ABCDs ; The Culture-Conflict. 101




                                           (Source : The Namesake by Jhumpa Lahiri)


             Gogol decided to try the Barnes and Noble, a book stall, at the northern edge of the square. But staring at the immense wall of new titles on display he realized he'd read none of those books, and what was the point of giving her something he hadn't read ? On his way out of the store he paused by a table devoted to travel guides. He picked up one for Italy, full of illustrations of the architecture he had studied so carefully as a student, had admired only in photographs, had always meant to see. It angered him, yet there was no one to blame but himself. What was stopping him ? A trip together, to  a place neither of them had been - may be that was what he and Moushumi needed. He could plan it all himself, selected the cities they would visit, the hotels. It could be his Christmas gift to her, two airplane tickets tucked into the back of the guide. He was due for another vacation, he could plan it for her spring break. Inspired by the thought, he went to the register, waited in a long line, and paid  for the book.
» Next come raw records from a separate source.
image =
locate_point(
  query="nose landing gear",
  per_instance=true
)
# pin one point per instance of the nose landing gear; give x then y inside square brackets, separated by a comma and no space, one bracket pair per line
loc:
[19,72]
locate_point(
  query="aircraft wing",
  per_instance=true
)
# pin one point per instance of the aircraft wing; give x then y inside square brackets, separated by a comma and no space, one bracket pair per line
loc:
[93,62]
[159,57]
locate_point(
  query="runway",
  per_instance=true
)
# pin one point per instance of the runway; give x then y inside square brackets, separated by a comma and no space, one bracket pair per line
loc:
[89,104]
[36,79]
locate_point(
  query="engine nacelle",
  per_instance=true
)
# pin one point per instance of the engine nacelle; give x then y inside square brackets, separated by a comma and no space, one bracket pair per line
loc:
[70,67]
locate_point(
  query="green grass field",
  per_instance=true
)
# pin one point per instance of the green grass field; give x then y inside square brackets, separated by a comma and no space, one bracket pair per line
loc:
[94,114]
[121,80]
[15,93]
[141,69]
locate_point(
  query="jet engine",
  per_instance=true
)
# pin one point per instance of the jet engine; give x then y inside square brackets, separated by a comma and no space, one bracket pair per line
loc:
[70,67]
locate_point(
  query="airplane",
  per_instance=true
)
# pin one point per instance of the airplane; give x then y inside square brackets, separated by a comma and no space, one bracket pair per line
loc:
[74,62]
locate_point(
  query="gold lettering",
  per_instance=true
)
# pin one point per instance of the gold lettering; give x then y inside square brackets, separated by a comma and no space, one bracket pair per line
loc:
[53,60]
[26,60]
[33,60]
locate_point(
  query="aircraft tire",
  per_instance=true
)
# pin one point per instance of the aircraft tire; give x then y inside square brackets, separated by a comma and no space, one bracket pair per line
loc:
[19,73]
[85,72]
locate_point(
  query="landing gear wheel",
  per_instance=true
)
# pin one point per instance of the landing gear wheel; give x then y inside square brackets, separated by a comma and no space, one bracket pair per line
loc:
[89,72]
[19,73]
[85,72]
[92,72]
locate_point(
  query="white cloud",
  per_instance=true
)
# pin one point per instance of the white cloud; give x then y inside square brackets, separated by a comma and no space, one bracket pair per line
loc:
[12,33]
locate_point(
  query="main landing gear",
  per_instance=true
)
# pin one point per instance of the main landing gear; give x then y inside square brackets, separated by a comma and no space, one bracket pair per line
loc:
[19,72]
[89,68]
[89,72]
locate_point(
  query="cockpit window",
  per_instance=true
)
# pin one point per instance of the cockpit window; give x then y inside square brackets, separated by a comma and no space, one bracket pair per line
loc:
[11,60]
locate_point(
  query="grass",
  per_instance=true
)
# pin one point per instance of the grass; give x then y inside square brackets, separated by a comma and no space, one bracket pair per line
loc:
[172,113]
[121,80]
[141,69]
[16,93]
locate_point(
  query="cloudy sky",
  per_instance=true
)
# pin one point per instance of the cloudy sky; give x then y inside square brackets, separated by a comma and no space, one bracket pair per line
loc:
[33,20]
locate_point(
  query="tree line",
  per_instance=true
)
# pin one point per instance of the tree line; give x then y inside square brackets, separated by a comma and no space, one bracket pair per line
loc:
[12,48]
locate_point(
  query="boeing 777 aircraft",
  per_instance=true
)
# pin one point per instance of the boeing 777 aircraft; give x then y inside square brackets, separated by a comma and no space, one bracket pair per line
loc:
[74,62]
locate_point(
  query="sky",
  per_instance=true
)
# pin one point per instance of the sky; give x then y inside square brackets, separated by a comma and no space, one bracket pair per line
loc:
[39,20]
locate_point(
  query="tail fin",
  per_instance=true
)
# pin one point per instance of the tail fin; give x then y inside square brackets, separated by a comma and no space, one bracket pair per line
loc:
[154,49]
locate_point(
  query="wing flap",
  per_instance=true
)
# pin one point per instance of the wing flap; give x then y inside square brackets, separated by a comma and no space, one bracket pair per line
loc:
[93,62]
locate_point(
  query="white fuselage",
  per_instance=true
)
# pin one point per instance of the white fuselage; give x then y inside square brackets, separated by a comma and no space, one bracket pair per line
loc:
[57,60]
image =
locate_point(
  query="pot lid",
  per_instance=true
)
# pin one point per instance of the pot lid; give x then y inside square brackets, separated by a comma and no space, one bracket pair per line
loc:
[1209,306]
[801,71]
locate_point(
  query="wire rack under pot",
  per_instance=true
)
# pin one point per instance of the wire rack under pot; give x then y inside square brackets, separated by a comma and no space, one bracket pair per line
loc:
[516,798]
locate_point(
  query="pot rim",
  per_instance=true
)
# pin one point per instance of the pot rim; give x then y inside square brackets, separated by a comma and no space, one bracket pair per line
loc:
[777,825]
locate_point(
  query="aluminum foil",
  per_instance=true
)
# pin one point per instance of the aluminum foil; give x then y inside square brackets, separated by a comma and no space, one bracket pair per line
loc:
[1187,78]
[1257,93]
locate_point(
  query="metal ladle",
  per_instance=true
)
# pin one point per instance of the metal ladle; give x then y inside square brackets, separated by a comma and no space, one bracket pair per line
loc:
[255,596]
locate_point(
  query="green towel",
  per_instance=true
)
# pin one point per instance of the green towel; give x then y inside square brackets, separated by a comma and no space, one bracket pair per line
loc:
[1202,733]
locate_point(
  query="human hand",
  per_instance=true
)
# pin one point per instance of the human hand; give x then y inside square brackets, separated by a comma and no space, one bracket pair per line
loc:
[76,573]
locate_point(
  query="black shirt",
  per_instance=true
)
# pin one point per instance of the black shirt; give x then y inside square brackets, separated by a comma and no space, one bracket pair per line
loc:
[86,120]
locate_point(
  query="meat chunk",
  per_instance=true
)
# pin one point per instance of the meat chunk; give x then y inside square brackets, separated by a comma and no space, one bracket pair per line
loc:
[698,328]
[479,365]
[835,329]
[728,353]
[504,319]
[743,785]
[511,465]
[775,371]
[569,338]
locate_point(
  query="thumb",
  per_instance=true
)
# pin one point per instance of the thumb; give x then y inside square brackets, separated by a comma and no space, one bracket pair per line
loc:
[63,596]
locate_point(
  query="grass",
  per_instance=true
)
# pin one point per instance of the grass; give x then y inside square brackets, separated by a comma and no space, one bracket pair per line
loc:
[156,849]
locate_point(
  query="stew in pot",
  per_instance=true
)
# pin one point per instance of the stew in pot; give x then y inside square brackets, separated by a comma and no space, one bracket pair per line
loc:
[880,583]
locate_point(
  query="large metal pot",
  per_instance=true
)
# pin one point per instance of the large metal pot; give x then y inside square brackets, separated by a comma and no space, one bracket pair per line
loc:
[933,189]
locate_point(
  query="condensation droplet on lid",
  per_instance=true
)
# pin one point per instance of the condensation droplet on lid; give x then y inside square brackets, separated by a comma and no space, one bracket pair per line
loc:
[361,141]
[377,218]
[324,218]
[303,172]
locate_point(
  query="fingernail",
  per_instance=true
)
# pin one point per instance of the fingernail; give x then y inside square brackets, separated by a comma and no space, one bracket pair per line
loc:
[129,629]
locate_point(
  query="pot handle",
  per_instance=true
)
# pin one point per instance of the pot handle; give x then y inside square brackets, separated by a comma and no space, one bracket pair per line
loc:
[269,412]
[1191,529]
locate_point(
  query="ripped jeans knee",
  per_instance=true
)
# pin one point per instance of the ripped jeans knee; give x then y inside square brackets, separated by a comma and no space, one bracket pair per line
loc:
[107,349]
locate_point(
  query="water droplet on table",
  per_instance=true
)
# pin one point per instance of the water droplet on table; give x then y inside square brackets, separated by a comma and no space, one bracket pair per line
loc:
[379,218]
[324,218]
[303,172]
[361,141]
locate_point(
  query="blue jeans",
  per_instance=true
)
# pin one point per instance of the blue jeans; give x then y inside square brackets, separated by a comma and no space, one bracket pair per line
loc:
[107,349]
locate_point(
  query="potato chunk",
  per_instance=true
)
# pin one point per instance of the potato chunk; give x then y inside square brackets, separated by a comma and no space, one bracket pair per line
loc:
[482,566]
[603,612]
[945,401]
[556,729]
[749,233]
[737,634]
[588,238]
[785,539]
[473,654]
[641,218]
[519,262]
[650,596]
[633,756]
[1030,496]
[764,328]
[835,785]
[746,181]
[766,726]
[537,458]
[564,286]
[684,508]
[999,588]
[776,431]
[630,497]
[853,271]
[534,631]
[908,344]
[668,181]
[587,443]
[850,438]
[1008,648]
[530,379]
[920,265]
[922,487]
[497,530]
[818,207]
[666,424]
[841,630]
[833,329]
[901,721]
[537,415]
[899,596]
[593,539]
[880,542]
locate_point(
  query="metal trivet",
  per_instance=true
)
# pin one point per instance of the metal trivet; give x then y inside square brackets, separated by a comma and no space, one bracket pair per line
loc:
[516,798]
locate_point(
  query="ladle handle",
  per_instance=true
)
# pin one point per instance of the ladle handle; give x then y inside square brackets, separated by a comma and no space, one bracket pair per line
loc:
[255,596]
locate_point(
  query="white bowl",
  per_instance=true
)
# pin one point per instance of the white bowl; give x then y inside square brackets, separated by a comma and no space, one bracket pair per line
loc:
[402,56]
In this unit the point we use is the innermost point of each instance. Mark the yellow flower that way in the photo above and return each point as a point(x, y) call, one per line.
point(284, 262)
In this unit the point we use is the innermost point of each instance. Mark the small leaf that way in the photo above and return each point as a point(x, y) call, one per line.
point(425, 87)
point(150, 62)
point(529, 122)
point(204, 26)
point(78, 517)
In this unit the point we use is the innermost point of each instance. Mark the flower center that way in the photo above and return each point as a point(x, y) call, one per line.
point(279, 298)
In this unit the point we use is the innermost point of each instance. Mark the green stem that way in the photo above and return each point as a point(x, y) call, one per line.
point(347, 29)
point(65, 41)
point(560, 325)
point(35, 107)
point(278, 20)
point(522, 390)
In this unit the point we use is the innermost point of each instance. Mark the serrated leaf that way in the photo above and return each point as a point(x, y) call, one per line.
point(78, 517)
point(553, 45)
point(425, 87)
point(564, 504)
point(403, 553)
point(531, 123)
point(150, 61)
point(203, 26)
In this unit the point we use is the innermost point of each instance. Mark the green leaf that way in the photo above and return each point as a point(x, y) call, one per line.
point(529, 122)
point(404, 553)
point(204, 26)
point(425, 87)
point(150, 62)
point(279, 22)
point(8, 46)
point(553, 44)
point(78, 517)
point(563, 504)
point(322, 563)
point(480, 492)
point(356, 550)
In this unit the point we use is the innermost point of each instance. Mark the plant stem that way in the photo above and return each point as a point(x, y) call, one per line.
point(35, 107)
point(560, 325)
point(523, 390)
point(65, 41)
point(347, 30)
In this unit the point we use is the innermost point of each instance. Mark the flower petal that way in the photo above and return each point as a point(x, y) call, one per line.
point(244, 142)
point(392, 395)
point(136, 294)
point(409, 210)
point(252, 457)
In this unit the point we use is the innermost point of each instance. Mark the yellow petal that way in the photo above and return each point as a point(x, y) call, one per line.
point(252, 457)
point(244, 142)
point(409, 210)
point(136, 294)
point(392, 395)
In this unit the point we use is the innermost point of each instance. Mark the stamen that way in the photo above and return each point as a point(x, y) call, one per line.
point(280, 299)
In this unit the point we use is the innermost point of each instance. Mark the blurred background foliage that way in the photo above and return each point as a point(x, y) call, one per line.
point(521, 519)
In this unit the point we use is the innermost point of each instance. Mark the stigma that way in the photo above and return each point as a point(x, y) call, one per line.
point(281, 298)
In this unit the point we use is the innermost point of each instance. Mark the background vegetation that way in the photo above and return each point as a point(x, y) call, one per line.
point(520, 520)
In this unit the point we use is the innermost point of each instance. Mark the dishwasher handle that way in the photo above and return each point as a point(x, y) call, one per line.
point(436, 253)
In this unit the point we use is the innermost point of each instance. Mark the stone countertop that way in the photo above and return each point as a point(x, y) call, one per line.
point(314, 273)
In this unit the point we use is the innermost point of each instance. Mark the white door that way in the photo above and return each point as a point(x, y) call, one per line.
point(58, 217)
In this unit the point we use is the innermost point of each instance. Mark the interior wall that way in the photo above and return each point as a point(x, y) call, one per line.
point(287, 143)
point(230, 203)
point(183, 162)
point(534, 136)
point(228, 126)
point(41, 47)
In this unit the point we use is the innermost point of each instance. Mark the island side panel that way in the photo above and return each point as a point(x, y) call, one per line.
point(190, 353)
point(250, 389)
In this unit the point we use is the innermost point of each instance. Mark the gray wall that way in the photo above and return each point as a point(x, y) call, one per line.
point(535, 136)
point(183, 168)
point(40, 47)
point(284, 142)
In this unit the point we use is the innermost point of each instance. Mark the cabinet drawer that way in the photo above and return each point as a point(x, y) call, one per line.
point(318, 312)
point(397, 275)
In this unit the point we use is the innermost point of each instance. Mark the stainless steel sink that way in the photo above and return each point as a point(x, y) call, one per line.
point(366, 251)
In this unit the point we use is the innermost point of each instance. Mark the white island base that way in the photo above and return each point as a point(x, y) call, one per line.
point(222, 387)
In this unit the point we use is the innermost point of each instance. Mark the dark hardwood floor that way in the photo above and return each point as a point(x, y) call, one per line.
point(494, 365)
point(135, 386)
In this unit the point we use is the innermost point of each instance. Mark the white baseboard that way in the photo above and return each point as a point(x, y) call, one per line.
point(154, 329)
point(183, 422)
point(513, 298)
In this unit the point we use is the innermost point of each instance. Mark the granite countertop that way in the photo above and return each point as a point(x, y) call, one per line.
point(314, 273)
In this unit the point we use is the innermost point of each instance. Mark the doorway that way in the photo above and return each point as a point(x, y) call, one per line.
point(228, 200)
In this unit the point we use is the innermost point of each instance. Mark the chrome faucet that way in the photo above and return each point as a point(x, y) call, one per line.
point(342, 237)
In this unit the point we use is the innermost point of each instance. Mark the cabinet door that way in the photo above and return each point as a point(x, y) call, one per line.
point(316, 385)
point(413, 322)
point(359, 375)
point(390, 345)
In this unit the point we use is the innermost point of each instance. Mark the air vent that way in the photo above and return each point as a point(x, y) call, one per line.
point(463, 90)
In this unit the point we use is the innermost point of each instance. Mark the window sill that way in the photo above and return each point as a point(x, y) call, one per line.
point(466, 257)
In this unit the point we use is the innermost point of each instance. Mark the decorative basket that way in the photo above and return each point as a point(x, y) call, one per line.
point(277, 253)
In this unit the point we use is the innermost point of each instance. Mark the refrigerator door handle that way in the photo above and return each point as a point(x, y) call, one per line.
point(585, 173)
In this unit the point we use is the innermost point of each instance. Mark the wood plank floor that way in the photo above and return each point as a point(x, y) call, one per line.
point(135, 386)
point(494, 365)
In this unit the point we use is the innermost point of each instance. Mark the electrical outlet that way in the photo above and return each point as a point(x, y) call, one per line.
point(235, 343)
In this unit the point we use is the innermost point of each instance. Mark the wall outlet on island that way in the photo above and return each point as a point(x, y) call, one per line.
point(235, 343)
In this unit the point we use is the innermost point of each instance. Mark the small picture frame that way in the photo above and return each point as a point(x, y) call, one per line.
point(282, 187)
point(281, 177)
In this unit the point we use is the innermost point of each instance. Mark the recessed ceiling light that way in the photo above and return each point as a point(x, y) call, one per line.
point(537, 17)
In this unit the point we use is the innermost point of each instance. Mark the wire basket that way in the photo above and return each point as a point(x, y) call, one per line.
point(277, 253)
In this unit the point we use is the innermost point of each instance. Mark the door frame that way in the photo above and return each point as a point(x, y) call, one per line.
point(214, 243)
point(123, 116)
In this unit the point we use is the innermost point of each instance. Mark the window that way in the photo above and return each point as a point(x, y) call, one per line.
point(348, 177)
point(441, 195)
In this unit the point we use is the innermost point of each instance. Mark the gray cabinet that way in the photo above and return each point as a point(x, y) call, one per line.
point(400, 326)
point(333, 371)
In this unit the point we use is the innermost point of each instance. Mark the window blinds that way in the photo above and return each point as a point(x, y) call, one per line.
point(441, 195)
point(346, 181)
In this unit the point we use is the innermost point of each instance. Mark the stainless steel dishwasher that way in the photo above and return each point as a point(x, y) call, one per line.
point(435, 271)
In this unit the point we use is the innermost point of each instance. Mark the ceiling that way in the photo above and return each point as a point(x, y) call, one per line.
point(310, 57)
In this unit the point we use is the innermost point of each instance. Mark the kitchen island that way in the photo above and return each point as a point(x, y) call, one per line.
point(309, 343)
            He walked across the park toward home, thumbing through the book, anxious to see he now. He decided to stop  at the  gourmet grocery that was opened on Irving Place, to buy some of the things she liked : blood oranges, a wedge of cheese from the Pyrenees, slices of soppresata, a loaf of
peasant bread. For she would be hungry - they serve nothing on these days. He looked up from the 
book, at the sky, at the darkness gathering, the clouds a deep, beautiful gold, and was momentarily stopped by a flock of pigeons flying dangerously close. Suddenly terrified, he ducked his head, fee pedestrians had reacted. He stopped and watched as the birds shot up. He was unsettled by the sight. He thought of Italy, of Venice, the trip he would begin to plan.
           The lobby of the apartment was warm when he entered, the building's heat restored. "She just got back," the doorman told Gogol with a wink as he walked past, and his heart leaped, unburdened of its malaise, grateful for her simple act of returning to him. He imagined her puttering around the apartment, drawing a bath, pouring herself a glass of wine, her bags in the hallway. He slipped the book he would give her for Christmas into the pocket of his coat, making sure it was  concealed, and called elevator to take him upstairs.